Manly's main street, The Corso (very Italian in name only), crosses a spit of land from Manly Wharf on the harbour side to the surf beach - about 500 metres - and is closed to traffic for half its distance.

Also on West Esplanade is the small but highly regarded Manly Art Gallery and Museum. It has a permanent collection of historic and modern Australian art and craft. It is open Tuesday to Sunday from 10am to 5pm.

The Quarantine Station is one of the most unusual and eerie attractions in Sydney. Built on the harbour inside North Head, at a very pretty but isolated spot, it operated from 1832 until the 1960s. Immigrants entering Sydney who were suspected of having been exposed to an infectious disease were incarcerated there until the incubation period for the disease and the danger of spreading it had passed.

A 'Quarantine Station Story' (day tour) is held 10am & 3pm on weekends, and 3pm Wed-Fri, and bookings must be made at least 24 hours in advance. Many people died at the station in early years. Ghost tours are run 8pm & 9pm Friday and Saturday nights; and 8pm on Wednesday, Thursday and Sunday nights. Family Ghost Tours also offered Tuesday and Thursday nights at 6.30pm. Again advance bookings are essential.

The Quarantine Station is off the North Head Scenic Drive, which starts at the end of Darley Road just past Manly Hospital. The drive runs to the end of the headland, which has an Army reserve at its centre, surrounded by National Park. It offers sweeping views out to sea, up Sydney Harbour to the City, and back to Manly.

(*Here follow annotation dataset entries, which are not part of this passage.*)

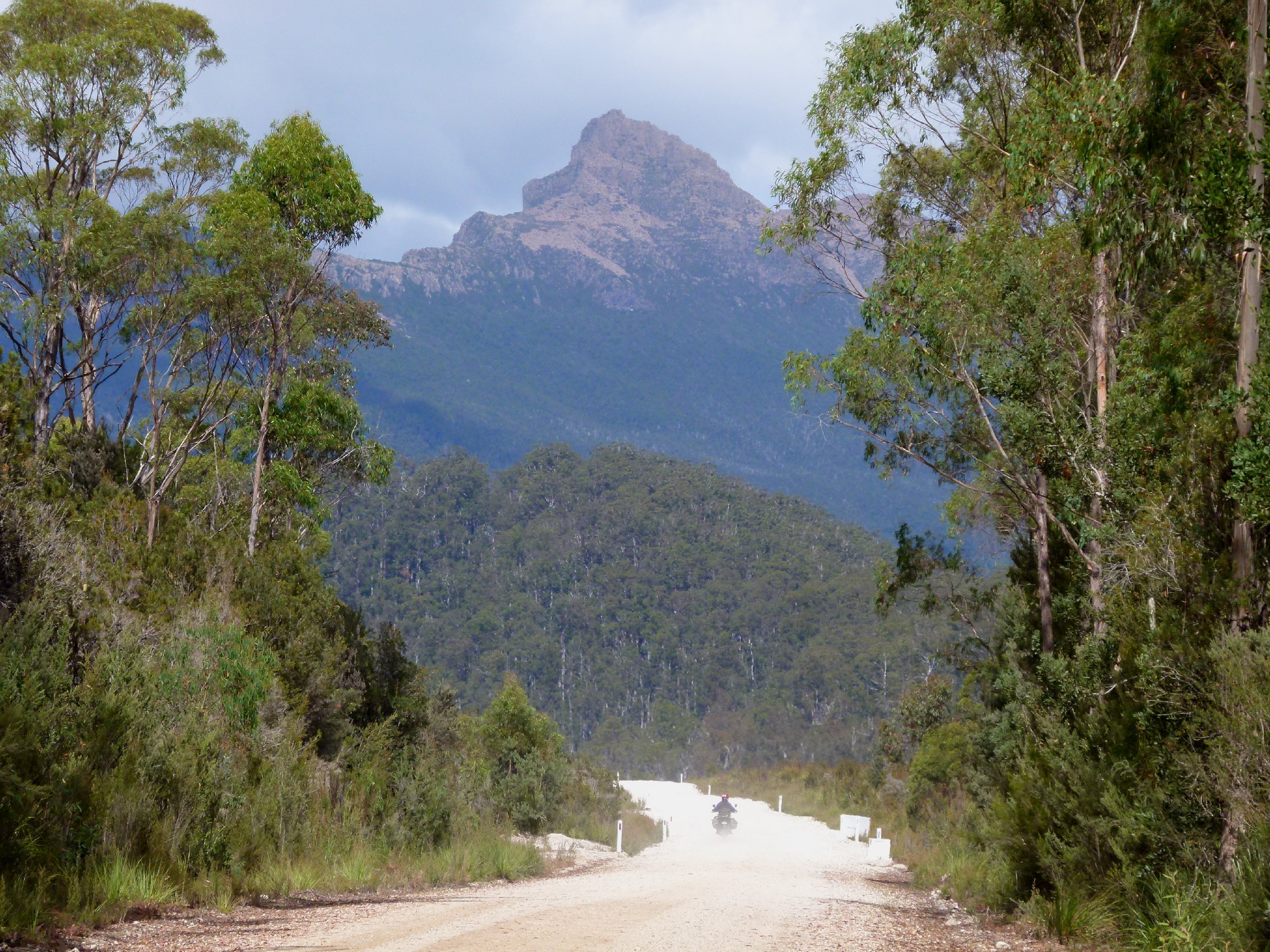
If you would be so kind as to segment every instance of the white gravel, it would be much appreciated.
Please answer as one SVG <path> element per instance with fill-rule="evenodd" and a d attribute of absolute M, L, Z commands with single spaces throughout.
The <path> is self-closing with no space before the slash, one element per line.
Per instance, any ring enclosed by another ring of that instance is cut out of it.
<path fill-rule="evenodd" d="M 870 866 L 866 847 L 801 816 L 738 800 L 739 828 L 719 836 L 707 798 L 691 784 L 624 786 L 671 838 L 638 857 L 514 883 L 484 883 L 380 901 L 310 909 L 244 909 L 124 924 L 85 937 L 100 952 L 996 952 L 1002 932 L 974 919 L 947 923 L 950 908 Z M 603 849 L 603 848 L 598 848 Z M 583 859 L 582 856 L 578 856 Z M 1039 948 L 1005 933 L 1012 948 Z"/>

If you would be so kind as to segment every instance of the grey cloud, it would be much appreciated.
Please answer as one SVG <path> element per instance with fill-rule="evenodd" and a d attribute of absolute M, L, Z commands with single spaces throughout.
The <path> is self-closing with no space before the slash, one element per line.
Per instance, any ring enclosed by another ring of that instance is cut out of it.
<path fill-rule="evenodd" d="M 309 110 L 387 209 L 357 253 L 443 245 L 478 209 L 568 161 L 611 108 L 705 149 L 767 198 L 810 149 L 803 113 L 827 44 L 888 0 L 185 0 L 229 56 L 194 114 L 253 135 Z"/>

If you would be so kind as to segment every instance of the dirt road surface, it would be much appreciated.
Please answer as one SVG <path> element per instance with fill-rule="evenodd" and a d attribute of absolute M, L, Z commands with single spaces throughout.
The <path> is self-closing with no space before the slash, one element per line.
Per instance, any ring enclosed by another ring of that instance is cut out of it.
<path fill-rule="evenodd" d="M 165 930 L 118 927 L 84 948 L 277 952 L 881 952 L 1040 948 L 984 929 L 870 866 L 861 843 L 814 820 L 738 800 L 739 829 L 719 836 L 691 784 L 629 782 L 669 839 L 636 857 L 514 883 L 437 890 L 394 902 L 328 906 Z M 138 928 L 140 927 L 140 928 Z M 131 934 L 130 934 L 131 928 Z M 149 934 L 147 934 L 149 933 Z M 150 939 L 150 941 L 147 941 Z"/>

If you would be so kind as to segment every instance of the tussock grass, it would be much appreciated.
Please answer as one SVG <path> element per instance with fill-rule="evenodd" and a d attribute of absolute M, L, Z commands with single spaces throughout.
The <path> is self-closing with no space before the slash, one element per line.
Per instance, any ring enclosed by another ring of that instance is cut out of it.
<path fill-rule="evenodd" d="M 180 899 L 180 890 L 160 869 L 116 856 L 94 863 L 80 878 L 80 909 L 118 916 L 131 906 L 161 908 Z"/>
<path fill-rule="evenodd" d="M 1057 889 L 1049 897 L 1033 894 L 1020 913 L 1038 933 L 1063 943 L 1106 941 L 1116 932 L 1116 909 L 1111 901 L 1068 889 Z"/>

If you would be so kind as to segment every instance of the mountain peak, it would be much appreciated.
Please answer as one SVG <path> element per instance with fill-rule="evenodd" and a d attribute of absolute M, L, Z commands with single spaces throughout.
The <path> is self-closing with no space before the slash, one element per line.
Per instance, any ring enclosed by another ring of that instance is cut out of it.
<path fill-rule="evenodd" d="M 702 204 L 742 215 L 762 211 L 707 154 L 621 109 L 588 122 L 569 164 L 528 182 L 522 197 L 526 212 L 569 198 L 592 206 L 632 204 L 663 220 L 685 212 L 695 217 Z"/>

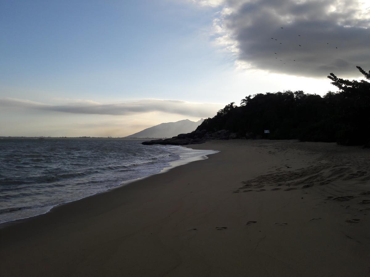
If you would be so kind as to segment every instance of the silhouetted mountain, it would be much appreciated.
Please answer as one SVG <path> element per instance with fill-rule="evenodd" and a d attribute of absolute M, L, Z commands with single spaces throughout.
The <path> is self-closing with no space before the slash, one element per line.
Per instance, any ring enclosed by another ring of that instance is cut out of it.
<path fill-rule="evenodd" d="M 357 68 L 370 80 L 370 71 Z M 194 131 L 142 143 L 185 145 L 212 139 L 264 137 L 370 147 L 370 82 L 344 80 L 333 73 L 328 78 L 337 92 L 323 97 L 302 90 L 249 95 L 239 107 L 233 102 L 226 105 Z"/>
<path fill-rule="evenodd" d="M 145 129 L 126 137 L 172 137 L 179 134 L 190 133 L 194 131 L 204 120 L 202 119 L 195 122 L 185 119 L 176 122 L 162 123 Z"/>

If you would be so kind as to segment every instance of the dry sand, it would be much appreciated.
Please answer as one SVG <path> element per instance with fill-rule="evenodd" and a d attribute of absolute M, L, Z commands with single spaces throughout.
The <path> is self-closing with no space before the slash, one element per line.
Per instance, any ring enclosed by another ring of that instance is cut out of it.
<path fill-rule="evenodd" d="M 0 225 L 0 276 L 370 276 L 369 150 L 191 147 L 221 152 Z"/>

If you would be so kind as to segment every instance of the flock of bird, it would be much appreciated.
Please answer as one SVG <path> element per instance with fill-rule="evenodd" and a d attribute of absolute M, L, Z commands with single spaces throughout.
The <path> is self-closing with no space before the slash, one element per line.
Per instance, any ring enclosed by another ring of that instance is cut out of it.
<path fill-rule="evenodd" d="M 284 29 L 284 27 L 280 27 L 280 29 Z M 300 35 L 298 35 L 298 37 L 300 37 L 300 36 L 301 36 Z M 276 41 L 278 41 L 278 40 L 277 40 L 276 38 L 271 38 L 271 39 L 272 40 L 276 40 Z M 279 44 L 282 44 L 283 43 L 282 42 L 279 42 Z M 326 42 L 326 44 L 329 44 L 329 42 Z M 302 45 L 300 44 L 298 44 L 298 45 L 300 47 L 302 47 Z M 335 48 L 336 48 L 336 49 L 338 49 L 338 47 L 336 47 Z M 278 55 L 278 53 L 276 53 L 276 52 L 274 52 L 274 54 L 275 54 L 276 55 Z M 276 58 L 276 57 L 275 57 L 275 59 L 277 59 L 278 58 Z M 279 60 L 280 61 L 281 61 L 281 62 L 283 62 L 283 61 L 283 61 L 282 60 L 281 60 L 281 59 L 280 60 Z M 293 61 L 295 62 L 295 61 L 296 61 L 296 60 L 295 59 L 293 59 Z M 283 62 L 283 64 L 286 64 L 286 63 L 285 63 L 285 62 Z"/>

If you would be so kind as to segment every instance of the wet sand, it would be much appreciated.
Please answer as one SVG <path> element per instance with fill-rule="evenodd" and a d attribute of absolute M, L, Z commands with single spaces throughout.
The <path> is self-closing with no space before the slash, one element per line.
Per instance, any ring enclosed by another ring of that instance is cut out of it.
<path fill-rule="evenodd" d="M 0 225 L 0 276 L 370 276 L 370 150 L 221 152 Z"/>

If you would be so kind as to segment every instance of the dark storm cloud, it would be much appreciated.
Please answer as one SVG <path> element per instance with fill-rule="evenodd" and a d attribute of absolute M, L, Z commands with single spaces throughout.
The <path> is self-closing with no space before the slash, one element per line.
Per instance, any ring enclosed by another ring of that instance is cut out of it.
<path fill-rule="evenodd" d="M 331 72 L 359 76 L 356 65 L 370 69 L 370 10 L 357 0 L 222 4 L 215 21 L 218 41 L 225 41 L 249 68 L 322 78 Z"/>
<path fill-rule="evenodd" d="M 193 103 L 179 100 L 144 99 L 125 103 L 101 104 L 90 101 L 63 105 L 52 105 L 13 98 L 0 99 L 0 106 L 70 113 L 125 115 L 161 112 L 184 116 L 208 117 L 213 116 L 223 105 Z"/>

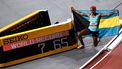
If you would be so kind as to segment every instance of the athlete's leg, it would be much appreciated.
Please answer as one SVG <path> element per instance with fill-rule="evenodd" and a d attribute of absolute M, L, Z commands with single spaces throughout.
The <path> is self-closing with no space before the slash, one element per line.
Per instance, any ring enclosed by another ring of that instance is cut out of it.
<path fill-rule="evenodd" d="M 88 35 L 89 33 L 90 33 L 90 31 L 88 29 L 83 29 L 81 32 L 79 32 L 78 38 L 79 38 L 82 45 L 78 46 L 78 48 L 83 48 L 84 47 L 84 42 L 83 42 L 82 36 Z"/>
<path fill-rule="evenodd" d="M 92 36 L 93 36 L 93 43 L 94 43 L 94 46 L 96 47 L 99 43 L 99 32 L 95 32 L 95 33 L 92 33 Z"/>

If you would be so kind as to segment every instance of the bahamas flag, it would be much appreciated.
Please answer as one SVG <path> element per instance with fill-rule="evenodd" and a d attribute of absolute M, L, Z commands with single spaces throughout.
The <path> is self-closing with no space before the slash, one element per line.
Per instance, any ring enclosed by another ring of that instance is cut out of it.
<path fill-rule="evenodd" d="M 83 13 L 91 13 L 89 10 L 82 10 Z M 100 14 L 113 13 L 111 16 L 104 16 L 99 24 L 99 37 L 114 36 L 119 33 L 119 12 L 115 10 L 97 10 Z M 89 26 L 89 17 L 80 16 L 73 11 L 74 25 L 76 32 L 81 31 Z"/>

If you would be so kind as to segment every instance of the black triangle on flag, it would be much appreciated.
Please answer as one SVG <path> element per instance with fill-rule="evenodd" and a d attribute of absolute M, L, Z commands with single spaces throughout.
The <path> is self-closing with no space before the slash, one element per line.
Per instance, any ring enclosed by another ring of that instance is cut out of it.
<path fill-rule="evenodd" d="M 77 14 L 75 11 L 72 10 L 73 18 L 74 18 L 74 26 L 76 32 L 79 32 L 85 28 L 88 28 L 89 21 L 85 19 L 83 16 Z"/>

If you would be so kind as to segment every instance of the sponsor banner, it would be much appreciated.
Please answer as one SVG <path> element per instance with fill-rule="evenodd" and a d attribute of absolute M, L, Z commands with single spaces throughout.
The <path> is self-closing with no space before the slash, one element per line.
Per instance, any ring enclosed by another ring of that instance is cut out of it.
<path fill-rule="evenodd" d="M 1 44 L 2 46 L 4 46 L 7 44 L 17 43 L 17 42 L 38 38 L 49 34 L 54 34 L 56 32 L 61 32 L 64 30 L 70 30 L 72 28 L 71 24 L 72 23 L 70 21 L 68 23 L 61 24 L 61 25 L 51 25 L 51 26 L 46 26 L 34 30 L 17 33 L 17 34 L 4 36 L 0 38 L 0 40 L 2 41 Z"/>
<path fill-rule="evenodd" d="M 3 50 L 4 51 L 9 51 L 9 50 L 12 50 L 12 49 L 25 47 L 25 46 L 29 46 L 29 45 L 32 45 L 32 44 L 45 42 L 45 41 L 48 41 L 48 40 L 53 40 L 53 39 L 61 38 L 61 37 L 68 36 L 68 35 L 69 35 L 69 31 L 63 31 L 63 32 L 55 33 L 55 34 L 50 34 L 50 35 L 41 36 L 41 37 L 26 40 L 28 38 L 28 36 L 25 34 L 23 36 L 21 35 L 21 38 L 25 39 L 25 41 L 12 43 L 12 44 L 6 44 L 6 45 L 3 46 Z M 9 39 L 9 40 L 6 40 L 5 42 L 6 43 L 13 42 L 14 40 L 19 41 L 19 40 L 22 40 L 22 39 L 17 39 L 16 37 L 14 37 L 13 40 Z"/>

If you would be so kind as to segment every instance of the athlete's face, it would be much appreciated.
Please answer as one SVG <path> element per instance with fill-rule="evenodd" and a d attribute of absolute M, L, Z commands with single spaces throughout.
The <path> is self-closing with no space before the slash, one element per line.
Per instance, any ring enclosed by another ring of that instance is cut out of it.
<path fill-rule="evenodd" d="M 91 13 L 95 14 L 96 13 L 96 8 L 90 8 Z"/>

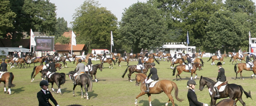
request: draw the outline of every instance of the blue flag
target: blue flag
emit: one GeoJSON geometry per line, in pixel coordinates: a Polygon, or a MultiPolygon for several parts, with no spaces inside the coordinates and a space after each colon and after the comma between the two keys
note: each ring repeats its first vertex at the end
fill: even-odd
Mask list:
{"type": "Polygon", "coordinates": [[[188,38],[188,31],[187,31],[187,43],[189,44],[189,39],[188,38]]]}

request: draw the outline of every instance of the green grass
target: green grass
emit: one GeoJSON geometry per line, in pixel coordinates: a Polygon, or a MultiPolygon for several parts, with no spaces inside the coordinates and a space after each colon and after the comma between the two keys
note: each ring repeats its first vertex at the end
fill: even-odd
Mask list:
{"type": "MultiPolygon", "coordinates": [[[[246,92],[251,91],[252,100],[250,98],[246,98],[245,95],[243,94],[242,98],[247,106],[255,106],[256,102],[254,101],[256,97],[256,87],[255,77],[253,79],[250,78],[253,73],[252,71],[243,71],[242,75],[244,80],[240,79],[238,74],[238,79],[234,80],[235,73],[234,70],[234,65],[229,62],[229,58],[225,59],[226,64],[223,65],[225,69],[226,75],[229,83],[235,83],[241,85],[246,92]]],[[[209,58],[204,58],[205,62],[203,70],[197,70],[196,73],[198,76],[195,80],[197,84],[199,84],[200,77],[208,77],[215,80],[218,75],[218,68],[216,65],[211,65],[210,61],[206,62],[209,58]]],[[[214,61],[215,64],[218,62],[214,61]]],[[[244,61],[242,62],[244,63],[244,61]]],[[[92,61],[94,64],[100,63],[99,61],[92,61]]],[[[135,75],[132,75],[131,79],[133,82],[128,81],[128,78],[126,73],[124,78],[122,78],[121,76],[126,69],[126,63],[122,61],[121,63],[121,67],[118,67],[117,65],[114,65],[113,69],[108,68],[107,63],[104,63],[105,68],[101,72],[98,70],[97,78],[99,82],[95,82],[94,78],[93,79],[92,92],[89,92],[89,100],[81,98],[80,87],[77,86],[75,89],[76,96],[72,96],[73,92],[73,84],[72,80],[66,76],[66,82],[61,86],[62,95],[59,94],[53,95],[55,99],[60,106],[66,106],[70,104],[78,104],[84,106],[134,106],[135,98],[140,92],[140,86],[135,86],[135,75]]],[[[155,62],[156,63],[156,62],[155,62]]],[[[136,65],[137,61],[130,61],[130,65],[136,65]]],[[[36,64],[36,65],[39,64],[36,64]]],[[[175,82],[179,88],[178,97],[184,100],[182,102],[178,102],[174,98],[175,106],[188,106],[188,102],[187,98],[188,89],[186,88],[186,82],[190,79],[190,73],[183,72],[180,75],[182,78],[181,81],[176,81],[176,76],[173,76],[172,70],[170,67],[170,62],[161,61],[160,65],[156,64],[156,68],[158,71],[159,80],[169,80],[175,82]]],[[[67,73],[69,71],[74,70],[75,68],[75,65],[68,63],[68,68],[63,68],[61,71],[57,72],[67,73]]],[[[40,90],[39,84],[41,80],[40,75],[38,75],[35,78],[35,80],[30,82],[30,75],[34,67],[28,67],[27,69],[22,68],[20,69],[18,67],[10,69],[8,67],[9,72],[12,72],[14,75],[14,79],[13,83],[16,84],[15,87],[11,88],[11,95],[4,94],[4,83],[0,84],[0,106],[38,106],[38,100],[36,98],[36,93],[40,90]],[[5,101],[5,102],[4,102],[5,101]]],[[[177,72],[176,72],[177,73],[177,72]]],[[[176,74],[175,73],[175,74],[176,74]]],[[[195,75],[193,75],[193,78],[195,75]]],[[[50,86],[49,86],[50,90],[50,86]]],[[[54,88],[57,91],[58,87],[54,84],[54,88]]],[[[211,98],[207,89],[200,91],[199,85],[196,85],[195,89],[199,101],[210,104],[211,98]]],[[[172,95],[174,97],[174,90],[172,92],[172,95]]],[[[152,94],[151,96],[152,106],[164,106],[168,98],[167,96],[162,93],[158,94],[152,94]]],[[[220,100],[217,100],[217,102],[220,100]]],[[[51,102],[52,104],[53,104],[51,102]]],[[[148,99],[147,96],[142,96],[138,98],[138,106],[149,106],[148,99]]],[[[242,106],[238,101],[237,106],[242,106]]],[[[169,103],[168,106],[172,106],[169,103]]]]}

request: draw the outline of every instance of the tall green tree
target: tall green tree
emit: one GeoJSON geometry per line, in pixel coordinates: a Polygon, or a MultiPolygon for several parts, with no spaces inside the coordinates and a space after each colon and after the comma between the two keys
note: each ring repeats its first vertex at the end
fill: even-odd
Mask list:
{"type": "Polygon", "coordinates": [[[166,38],[167,24],[149,3],[138,2],[126,8],[120,25],[122,42],[137,52],[142,48],[162,47],[166,38]]]}
{"type": "Polygon", "coordinates": [[[117,18],[98,1],[86,0],[74,14],[73,29],[78,35],[78,44],[85,44],[88,49],[110,49],[110,31],[117,35],[117,18]]]}

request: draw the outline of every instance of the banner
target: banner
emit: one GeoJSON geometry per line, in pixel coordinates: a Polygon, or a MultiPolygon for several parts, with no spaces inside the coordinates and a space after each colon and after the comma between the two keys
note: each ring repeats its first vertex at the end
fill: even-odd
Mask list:
{"type": "Polygon", "coordinates": [[[31,29],[30,29],[30,45],[36,45],[36,43],[35,41],[35,35],[34,34],[34,33],[33,33],[31,29]]]}
{"type": "Polygon", "coordinates": [[[74,33],[73,31],[72,31],[72,36],[71,37],[71,46],[75,45],[76,46],[76,35],[74,33]]]}

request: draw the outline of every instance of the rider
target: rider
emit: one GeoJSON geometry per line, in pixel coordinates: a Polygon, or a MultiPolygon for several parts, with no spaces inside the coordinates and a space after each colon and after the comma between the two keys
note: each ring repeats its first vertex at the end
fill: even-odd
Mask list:
{"type": "Polygon", "coordinates": [[[57,71],[57,69],[55,68],[55,63],[52,62],[52,59],[50,59],[49,60],[50,61],[50,64],[49,64],[49,67],[47,69],[48,70],[48,72],[46,73],[46,77],[45,79],[45,80],[48,80],[48,75],[52,72],[55,72],[57,71]]]}
{"type": "Polygon", "coordinates": [[[218,55],[219,56],[219,60],[220,60],[220,58],[221,58],[221,54],[220,53],[220,49],[219,49],[218,50],[218,55]]]}
{"type": "MultiPolygon", "coordinates": [[[[80,74],[81,72],[84,72],[84,73],[85,73],[85,71],[84,71],[84,64],[82,63],[82,59],[79,59],[78,62],[79,63],[77,64],[77,67],[76,67],[76,71],[77,72],[73,75],[73,79],[71,79],[73,80],[73,84],[76,84],[76,76],[78,75],[79,74],[80,74]]],[[[88,71],[88,73],[89,73],[89,71],[88,71]]]]}
{"type": "Polygon", "coordinates": [[[251,62],[250,62],[250,61],[249,61],[249,60],[250,60],[251,61],[252,61],[252,60],[251,60],[251,59],[250,59],[250,57],[249,57],[249,55],[250,55],[250,53],[247,53],[247,55],[246,56],[246,63],[248,63],[250,65],[250,70],[252,71],[252,63],[251,62]]]}
{"type": "Polygon", "coordinates": [[[145,81],[146,82],[146,86],[147,88],[147,90],[144,91],[145,92],[149,92],[149,89],[148,88],[148,86],[149,86],[149,83],[153,82],[155,80],[157,80],[159,79],[158,76],[157,75],[157,69],[155,68],[155,66],[156,64],[154,63],[152,63],[151,64],[151,69],[150,69],[150,73],[148,75],[148,77],[146,78],[145,79],[145,81]],[[150,79],[148,79],[148,78],[149,78],[152,75],[152,77],[150,78],[150,79]]]}
{"type": "Polygon", "coordinates": [[[174,62],[173,62],[173,60],[174,60],[174,59],[177,59],[177,54],[176,54],[176,51],[175,51],[174,52],[175,53],[175,54],[174,54],[174,56],[173,56],[173,57],[172,57],[172,64],[174,63],[174,62]]]}
{"type": "Polygon", "coordinates": [[[55,106],[60,106],[58,104],[56,100],[52,96],[51,92],[46,90],[49,85],[47,80],[42,80],[40,82],[39,85],[42,89],[37,93],[37,99],[39,102],[39,106],[52,106],[49,102],[49,99],[50,99],[55,106]]]}
{"type": "Polygon", "coordinates": [[[197,96],[194,90],[196,87],[196,85],[197,84],[194,80],[190,80],[187,82],[187,88],[188,88],[187,97],[189,102],[189,106],[208,106],[208,104],[200,102],[197,100],[197,96]]]}
{"type": "Polygon", "coordinates": [[[93,65],[92,63],[92,57],[91,55],[90,55],[89,57],[89,58],[88,59],[88,63],[87,63],[87,66],[88,66],[88,68],[89,69],[88,70],[88,74],[90,75],[90,72],[92,70],[92,66],[93,65]]]}
{"type": "Polygon", "coordinates": [[[189,58],[189,55],[188,54],[187,54],[187,61],[188,61],[187,65],[188,65],[189,73],[191,73],[191,70],[190,69],[190,67],[191,67],[191,59],[189,58]]]}
{"type": "Polygon", "coordinates": [[[105,51],[105,50],[104,50],[103,51],[104,51],[104,53],[103,53],[103,55],[102,55],[102,57],[103,58],[102,58],[102,61],[101,62],[102,63],[104,63],[104,59],[105,59],[105,58],[107,57],[106,56],[106,52],[105,51]]]}
{"type": "Polygon", "coordinates": [[[216,80],[218,82],[214,85],[214,87],[216,91],[216,94],[214,97],[216,98],[219,98],[220,95],[219,91],[218,90],[218,86],[227,80],[226,78],[226,76],[225,75],[225,69],[222,67],[222,64],[221,63],[221,62],[219,62],[217,63],[217,66],[218,66],[218,67],[219,68],[219,70],[218,71],[218,73],[217,79],[216,79],[216,80]]]}
{"type": "Polygon", "coordinates": [[[141,56],[139,57],[139,63],[138,63],[138,65],[140,66],[140,71],[141,71],[141,73],[143,73],[143,67],[144,67],[144,64],[141,62],[141,58],[142,58],[142,57],[141,56]]]}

There is a short walking track right to the edge of the headland, which is some 100 metres above the rocks and the sea below. The ocean side of the park includes remnants of World War II gun emplacements. The Army reserve incorporates an artillery museum, tunnels and gun sites. It is open Wednesdays, Saturdays and Sundays from 12 noon to 4pm.

Manly is the accommodation centre for the Northern Beaches, though limited three-star motel-style and bed and breakfast accommodation is available at some beaches from there to Palm Beach, 28 kilometres north. Buses operate from Manly to almost all beaches and to sections of Pittwater.